Learning and generalizing control-based grasping and manipulation skills
One of the main challenges in the field of robotics is to build machines that can function intelligently in unstructured environments. Because of this, the field has witnessed a trend away from the sense-plan-act paradigm where the robot makes an attempt to model everything before planning and acting. Nevertheless, few approaches to robotic grasping and manipulation have been proposed that do not require detailed geometric models of the manipulation environment. One exception is the control-based approach where closed-loop controllers reactively generate grasping and manipulation behavior. This thesis develops and extends the control-based approach to grasping and manipulation and proposes a new framework for learning control-based skills based on generalized solutions.
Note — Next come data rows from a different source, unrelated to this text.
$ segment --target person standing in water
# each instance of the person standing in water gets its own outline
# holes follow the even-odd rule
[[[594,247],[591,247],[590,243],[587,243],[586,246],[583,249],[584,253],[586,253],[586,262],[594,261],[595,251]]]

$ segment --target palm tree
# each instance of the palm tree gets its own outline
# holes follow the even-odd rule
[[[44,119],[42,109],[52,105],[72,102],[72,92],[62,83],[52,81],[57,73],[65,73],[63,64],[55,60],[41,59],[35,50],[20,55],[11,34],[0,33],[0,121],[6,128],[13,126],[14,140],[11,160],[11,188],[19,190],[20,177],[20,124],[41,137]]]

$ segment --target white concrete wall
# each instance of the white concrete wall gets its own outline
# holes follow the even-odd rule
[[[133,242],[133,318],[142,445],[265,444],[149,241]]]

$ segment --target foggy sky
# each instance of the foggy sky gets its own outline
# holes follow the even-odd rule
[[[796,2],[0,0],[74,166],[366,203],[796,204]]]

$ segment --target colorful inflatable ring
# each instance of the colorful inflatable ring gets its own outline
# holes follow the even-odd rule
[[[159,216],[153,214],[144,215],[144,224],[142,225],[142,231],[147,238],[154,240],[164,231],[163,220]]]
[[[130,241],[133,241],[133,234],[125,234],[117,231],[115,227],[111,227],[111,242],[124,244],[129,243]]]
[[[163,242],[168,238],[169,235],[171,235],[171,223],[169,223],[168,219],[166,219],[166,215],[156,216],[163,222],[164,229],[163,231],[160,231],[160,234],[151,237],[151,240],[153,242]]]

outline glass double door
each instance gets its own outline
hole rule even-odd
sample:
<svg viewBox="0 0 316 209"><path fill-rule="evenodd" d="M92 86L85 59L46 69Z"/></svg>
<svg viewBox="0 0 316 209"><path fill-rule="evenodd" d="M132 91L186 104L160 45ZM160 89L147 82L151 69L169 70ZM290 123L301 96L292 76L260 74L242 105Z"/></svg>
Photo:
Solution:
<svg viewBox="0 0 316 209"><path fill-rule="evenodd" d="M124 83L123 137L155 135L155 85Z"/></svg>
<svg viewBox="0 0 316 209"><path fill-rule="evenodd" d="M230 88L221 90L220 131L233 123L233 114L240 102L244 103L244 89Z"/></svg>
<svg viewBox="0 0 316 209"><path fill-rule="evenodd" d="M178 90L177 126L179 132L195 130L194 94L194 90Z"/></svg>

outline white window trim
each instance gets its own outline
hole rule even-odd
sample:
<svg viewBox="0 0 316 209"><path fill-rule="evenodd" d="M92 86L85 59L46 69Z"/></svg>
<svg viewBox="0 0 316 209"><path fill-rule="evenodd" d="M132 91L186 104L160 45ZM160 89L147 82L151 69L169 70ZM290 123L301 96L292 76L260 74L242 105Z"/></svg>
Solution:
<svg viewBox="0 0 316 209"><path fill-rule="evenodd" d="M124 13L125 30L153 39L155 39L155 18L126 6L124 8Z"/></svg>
This thesis extends control-based approaches to grasping and manipulation in several ways. First, several new controllers relevant to reaching and grasping are proposed, including a grasp controller that slides contacts over the surface of an object toward good grasp configurations by using haptic feedback. The number of different grasps that can be generated using grasp controllers is expanded through the use of virtual contacts. In addition, a new approach to statically-stable dexterous manipulation is proposed whereby the robot navigates through a space of statically stable grasp configurations by executing closed-loop controllers. In a series of experiments, grasp controllers are shown to be a practical approach to synthesizing different grasps from a variety of different starting configurations. This thesis also proposes a new approach to learning control-based behaviors by applying a generalized solution in new situations. Instead of searching the entire space of all controller sequences and combinations, only variations of a generalized solution, encoded by an action schema, are considered. A new algorithm, known as schema structured learning, is proposed that learns how to apply the generalized solution in different problem contexts through a process of trial and error. This approach is applied to the grasp synthesis problem, enabling a robot to learn grasp skills with relatively little training experience. The algorithm learns to select an appropriate reach-grasp strategy based on coarse visual context. In an experiment where a dexterous humanoid robot grasps a range of grocery items it had no prior experience with, the learned grasp skills are shown to generalize well to new objects and object configurations.